In response to Trump administration tariffs on steel and aluminum imports, Canada, Mexico and the European Union have each retaliated with duties on U.S. goods. Mexico's tariffs took effect June 5 on U.S. products such as pork, cheese, cranberries, whiskey and apples. The EU enacted tariffs Friday on more than $3 billion worth of U.S. goods including bourbon, yachts and motorcycles. Canada plans to implement tariffs on July 1 on up to roughly $12.5 billion in imports of U.S. products such as yogurt, caffeinated roasted coffee, toilet paper and sleeping bags.
The White House's stated goal in implementing tariffs is protecting U.S. jobs, but the initial business response indicates U.S. companies are taking a hit.
Here are some of the American-made goods that are being affected and the markets where their prices are going higher:
Jack Daniel's — The price of a 700 ml bottle will go up about 10 percent in the EU as a result of the bloc's tariffs on certain U.S. goods, according to a statement from parent company Brown-Forman.

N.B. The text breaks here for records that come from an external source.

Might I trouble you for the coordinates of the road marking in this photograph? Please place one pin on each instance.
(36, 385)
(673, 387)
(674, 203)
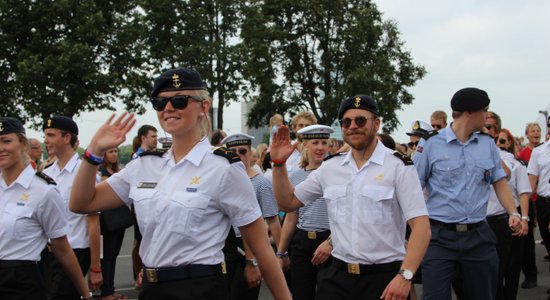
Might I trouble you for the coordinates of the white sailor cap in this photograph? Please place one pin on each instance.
(237, 139)
(316, 131)
(419, 128)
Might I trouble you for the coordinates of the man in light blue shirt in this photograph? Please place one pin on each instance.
(457, 166)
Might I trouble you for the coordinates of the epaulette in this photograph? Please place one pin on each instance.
(405, 158)
(47, 178)
(156, 152)
(429, 134)
(334, 155)
(228, 154)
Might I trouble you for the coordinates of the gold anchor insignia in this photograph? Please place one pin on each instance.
(195, 180)
(176, 80)
(357, 102)
(25, 197)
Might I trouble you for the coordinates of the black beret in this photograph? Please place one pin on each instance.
(61, 123)
(358, 102)
(178, 80)
(10, 125)
(469, 99)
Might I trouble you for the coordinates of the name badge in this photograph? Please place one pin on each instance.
(147, 185)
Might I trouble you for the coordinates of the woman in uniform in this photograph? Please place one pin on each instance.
(185, 198)
(308, 227)
(30, 214)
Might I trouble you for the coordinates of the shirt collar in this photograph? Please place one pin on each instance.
(376, 157)
(196, 154)
(24, 179)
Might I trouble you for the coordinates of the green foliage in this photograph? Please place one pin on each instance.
(64, 57)
(309, 55)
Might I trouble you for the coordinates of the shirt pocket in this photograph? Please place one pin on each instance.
(335, 197)
(449, 172)
(20, 224)
(187, 211)
(483, 172)
(377, 204)
(143, 206)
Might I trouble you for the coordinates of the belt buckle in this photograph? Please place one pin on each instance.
(151, 275)
(354, 269)
(224, 267)
(461, 227)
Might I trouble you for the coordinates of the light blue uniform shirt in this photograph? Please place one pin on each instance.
(458, 176)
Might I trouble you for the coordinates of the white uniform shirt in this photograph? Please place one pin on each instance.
(30, 213)
(78, 234)
(368, 207)
(539, 165)
(184, 210)
(518, 183)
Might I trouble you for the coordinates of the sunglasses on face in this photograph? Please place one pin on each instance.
(178, 101)
(241, 151)
(413, 144)
(359, 121)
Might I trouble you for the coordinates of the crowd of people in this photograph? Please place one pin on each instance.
(311, 216)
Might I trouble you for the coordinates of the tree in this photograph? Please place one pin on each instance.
(201, 34)
(66, 57)
(309, 55)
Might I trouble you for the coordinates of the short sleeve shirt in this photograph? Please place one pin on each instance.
(30, 214)
(368, 207)
(184, 209)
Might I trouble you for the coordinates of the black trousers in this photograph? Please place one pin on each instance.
(528, 264)
(338, 284)
(305, 274)
(21, 283)
(62, 286)
(112, 242)
(504, 243)
(211, 288)
(239, 287)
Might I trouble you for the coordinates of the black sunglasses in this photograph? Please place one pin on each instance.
(178, 101)
(359, 121)
(242, 151)
(411, 144)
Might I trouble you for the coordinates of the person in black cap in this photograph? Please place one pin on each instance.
(185, 198)
(61, 138)
(371, 193)
(458, 166)
(31, 213)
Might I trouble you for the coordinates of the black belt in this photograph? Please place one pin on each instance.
(313, 235)
(457, 227)
(498, 218)
(156, 275)
(4, 264)
(366, 269)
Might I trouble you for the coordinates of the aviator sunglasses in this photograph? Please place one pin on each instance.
(178, 101)
(359, 121)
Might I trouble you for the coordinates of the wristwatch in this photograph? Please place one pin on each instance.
(406, 274)
(252, 262)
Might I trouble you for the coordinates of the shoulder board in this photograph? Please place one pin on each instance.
(334, 155)
(47, 178)
(156, 152)
(429, 134)
(228, 154)
(405, 158)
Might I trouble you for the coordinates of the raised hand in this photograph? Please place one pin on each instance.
(112, 133)
(281, 148)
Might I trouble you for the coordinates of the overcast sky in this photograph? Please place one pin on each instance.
(502, 47)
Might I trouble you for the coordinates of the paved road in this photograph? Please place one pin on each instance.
(125, 285)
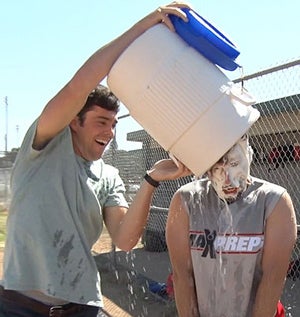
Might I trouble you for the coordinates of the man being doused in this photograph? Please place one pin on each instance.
(233, 268)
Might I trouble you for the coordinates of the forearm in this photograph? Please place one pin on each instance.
(134, 221)
(70, 99)
(96, 68)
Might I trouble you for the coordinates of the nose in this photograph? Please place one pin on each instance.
(110, 131)
(226, 178)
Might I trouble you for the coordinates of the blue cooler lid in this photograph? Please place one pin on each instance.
(206, 39)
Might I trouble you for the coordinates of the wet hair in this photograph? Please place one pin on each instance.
(102, 97)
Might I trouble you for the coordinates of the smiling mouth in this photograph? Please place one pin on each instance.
(230, 190)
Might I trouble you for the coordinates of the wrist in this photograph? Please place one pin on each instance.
(151, 181)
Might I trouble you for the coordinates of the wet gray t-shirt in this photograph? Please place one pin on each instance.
(54, 219)
(226, 245)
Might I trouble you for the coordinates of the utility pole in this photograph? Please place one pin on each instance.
(6, 124)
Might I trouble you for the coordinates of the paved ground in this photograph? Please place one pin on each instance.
(126, 278)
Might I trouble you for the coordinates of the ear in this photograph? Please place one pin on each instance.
(74, 124)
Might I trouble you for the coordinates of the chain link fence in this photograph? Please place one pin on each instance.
(275, 138)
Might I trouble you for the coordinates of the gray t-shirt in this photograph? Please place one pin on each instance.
(227, 245)
(54, 219)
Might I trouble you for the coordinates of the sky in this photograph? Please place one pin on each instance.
(43, 43)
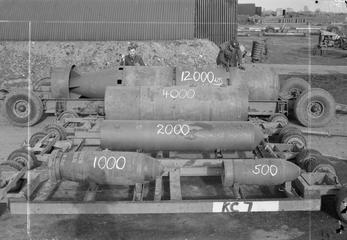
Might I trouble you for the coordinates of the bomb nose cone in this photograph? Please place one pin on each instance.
(258, 136)
(152, 169)
(291, 170)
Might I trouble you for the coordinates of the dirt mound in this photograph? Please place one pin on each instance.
(93, 56)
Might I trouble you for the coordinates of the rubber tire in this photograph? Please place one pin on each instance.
(279, 116)
(293, 83)
(57, 129)
(334, 29)
(32, 161)
(63, 115)
(317, 94)
(341, 197)
(38, 136)
(288, 129)
(304, 162)
(36, 107)
(270, 29)
(286, 138)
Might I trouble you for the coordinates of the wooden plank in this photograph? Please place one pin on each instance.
(187, 206)
(304, 69)
(175, 184)
(158, 188)
(138, 192)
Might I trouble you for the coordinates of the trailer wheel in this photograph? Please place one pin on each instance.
(315, 108)
(293, 88)
(23, 108)
(23, 157)
(279, 118)
(313, 161)
(58, 131)
(47, 141)
(67, 114)
(270, 29)
(341, 204)
(288, 129)
(294, 138)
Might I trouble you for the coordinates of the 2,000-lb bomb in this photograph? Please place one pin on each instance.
(259, 172)
(190, 136)
(104, 167)
(174, 103)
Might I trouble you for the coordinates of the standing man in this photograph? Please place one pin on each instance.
(230, 55)
(132, 59)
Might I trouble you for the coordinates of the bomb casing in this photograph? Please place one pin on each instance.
(104, 167)
(187, 136)
(174, 103)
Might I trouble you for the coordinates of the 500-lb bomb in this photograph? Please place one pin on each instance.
(105, 167)
(259, 172)
(190, 136)
(173, 103)
(127, 168)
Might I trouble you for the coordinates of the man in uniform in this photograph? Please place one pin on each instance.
(132, 59)
(230, 55)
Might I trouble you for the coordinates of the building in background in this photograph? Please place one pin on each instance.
(117, 20)
(249, 9)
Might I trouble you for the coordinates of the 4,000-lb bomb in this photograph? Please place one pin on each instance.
(174, 103)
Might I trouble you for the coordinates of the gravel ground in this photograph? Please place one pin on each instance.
(270, 226)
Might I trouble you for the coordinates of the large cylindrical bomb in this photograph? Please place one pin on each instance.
(66, 82)
(173, 103)
(185, 136)
(262, 81)
(104, 167)
(259, 172)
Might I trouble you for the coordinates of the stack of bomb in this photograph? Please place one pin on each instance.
(262, 82)
(146, 112)
(129, 168)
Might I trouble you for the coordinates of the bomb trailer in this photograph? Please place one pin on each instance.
(68, 93)
(155, 155)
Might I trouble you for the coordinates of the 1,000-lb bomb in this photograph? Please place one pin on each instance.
(128, 168)
(104, 167)
(190, 136)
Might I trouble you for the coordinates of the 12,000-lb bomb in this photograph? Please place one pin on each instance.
(190, 136)
(68, 81)
(174, 103)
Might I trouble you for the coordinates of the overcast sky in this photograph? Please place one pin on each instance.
(324, 5)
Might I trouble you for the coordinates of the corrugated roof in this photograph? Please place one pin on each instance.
(117, 20)
(96, 10)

Motorcycles — Harley-Davidson said Monday it is shifting some production overseas since EU tariffs will increase the average cost of a bike by $2,200. The duties will also reduce the Wisconsin-based company's 2018 profits by 5 to 8 percent, according to a CNBC analysis of Thomson Reuters data and Harley's cost projections. Rising steel prices due to the tariffs could trickle through to the prices of bikes for U.S. customers at some point, but the company so far is maintaining that it will eat the higher costs.
Nails — Mid-Continent Nail, the largest U.S. manufacturer of nails, has laid off 60 of its more than 500 workers after U.S. tariffs on steel imports raised its costs by about a third and as of Wednesday resulted in a 70 percent drop in orders for July, according to spokesperson James Glassman.
Rather than buying from the Missouri-based company, customers are going to Chinese manufacturers who don't pay tariffs on domestically sourced steel and can export nails duty-free to the U.S., Glassman said. "We can't continue to operate on this basis. ... We are asking the President and [Commerce Secretary] Wilbur Ross to grant an exclusion immediately because if that's not done, there's going to be 500 jobs lost."
Cars — A 25 percent tariff on automobiles would increase the cost of every vehicle sold in the U.S., and the cost of the popular Toyota Camry, manufactured in Kentucky, would go up $1,800, Toyota said in a statement Wednesday. President Donald Trump threatened a 20 percent tariff on car imports last week.
Jeans — "Unilateral tariff impositions risk retaliation and destabilizing the global economy, in which case American brands, workers and consumers will ultimately suffer," Levi Strauss said in an emailed statement to Bloomberg, according to a May report. The article added that Levi Strauss pledged to work with peers in the industry to show U.S. and EU leaders how the tariffs impact consumers and the "millions of people across our supply chain."
In the same report, Abercrombie & Fitch CEO Fran Horowitz said the tariffs are "one more thing to lose sleep on in this industry."
Levi Strauss and Abercrombie did not immediately respond to a CNBC request for comment.
Cranberries — The U.S. cranberry industry sells more than $127 million of cranberry products to the EU every year, according to Terry Humfeld, executive director of The Cranberry Institute.
"Since there is no domestic cranberry industry in the EU, costs could increase for manufacturers leading to higher prices for consumers, or reduced access to cranberries," Humfeld said in an emailed statement.
Peanut butter is also on the EU's tariff list. But Hormel Foods, parent of Skippy, said in a statement to CNBC that its peanut butter sold in Europe is predominantly manufactured in that market and tariffs should not have a significant effect.
Soybeans — China is set to impose an additional 25 percent tariff on U.S. soybeans and a total $34 billion worth of U.S. imports on July 6, in retaliation against the Trump administration’s planned tariffs on $34 billion in Chinese goods set to take effect the same day. China is the world’s largest consumer of soybeans and the second-largest destination for U.S. agriculture exports last year.
If Beijing implements a 10 percent tariff, total U.S. soybean exports could fall 18 percent, according to a study for the U.S. Soybean Export Council by Purdue University agricultural economists Wally Tyner and Farzad Taheripou. A 30 percent tariff would likely result in a 40 percent drop in U.S. soybean exports, resulting in a 5 percent price drop over a few years, the analysis said.
Soybean prices are down 8 percent so far this year, due largely to uncertainty over trade with China.